Zhang got off the beaten track in Africa, leaving behind the more common travel destinations, such as South Africa and Kenya, for the heartlands of Namibia, Swaziland, Malawi, Burundi, Rwanda and Uganda.

Every encounter with birds brought a different experience. "Every bird photograph is a one of a kind as was their journey," he says. "Most of the time, their natural beauty is breathtaking enough that I didn't need to use many filter techniques to reveal it. It is their natural beauty that I love to capture."

It was Zhang's third trip to Africa. He has come to value his sleeping bag and camera dearly. But the most important tools for his adventures have been candor and courage, he says.

"I was worried about my poor English before the trip, but things turned out well because a smile is the best language," he says.

Enthralled by the grandeur of Africa and the hospitality of the people he encountered, Zhang believes the experience of traveling there helps people discover the beauty of human nature.

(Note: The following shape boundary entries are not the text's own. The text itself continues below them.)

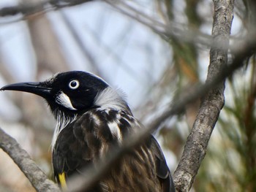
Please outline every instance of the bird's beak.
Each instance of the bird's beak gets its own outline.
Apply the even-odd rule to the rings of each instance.
[[[50,88],[45,87],[41,82],[26,82],[5,85],[0,91],[12,90],[31,93],[43,98],[50,96]]]

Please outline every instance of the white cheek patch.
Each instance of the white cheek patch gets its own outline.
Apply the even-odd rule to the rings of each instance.
[[[72,104],[69,97],[62,91],[56,97],[56,101],[58,104],[65,107],[67,109],[71,110],[77,110],[77,109],[75,109]]]
[[[121,142],[122,140],[122,137],[118,124],[116,122],[111,122],[108,123],[108,126],[110,130],[112,135],[116,137],[118,140]]]

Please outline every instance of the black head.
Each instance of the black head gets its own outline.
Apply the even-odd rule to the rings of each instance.
[[[99,77],[85,72],[59,73],[39,82],[21,82],[6,85],[1,91],[32,93],[46,99],[54,115],[59,111],[73,115],[94,106],[96,96],[108,87]]]

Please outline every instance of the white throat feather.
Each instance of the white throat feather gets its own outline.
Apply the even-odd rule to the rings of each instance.
[[[78,118],[77,115],[73,117],[66,116],[65,114],[61,111],[56,112],[57,124],[54,130],[53,137],[51,142],[52,150],[54,149],[56,142],[60,132],[69,123],[72,123]]]

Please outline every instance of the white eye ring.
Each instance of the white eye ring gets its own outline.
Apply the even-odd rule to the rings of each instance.
[[[79,81],[78,80],[72,80],[69,82],[69,87],[71,89],[76,89],[79,87]]]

"In Africa this time, I visited six bird protection zones," he says. "I was very lucky to meet a British professional bird photography team called TEES. They even invited me to join in during part of their trip and I learned a lot from them. It is in Africa that you will find people dismantle their social labels and reveal primitive goodwill."

Zhang has put names to most of the species of birds, including some of the rarest, such as the Merops bulocki and Euplectes orix, and has formed them into a narrative in pictures.

Inspired by the French documentary Le Peuple Migrateur (The Travelling Birds), Zhang is now planning a trip to South America, where he hopes to take pictures of birds in the Amazon rainforest.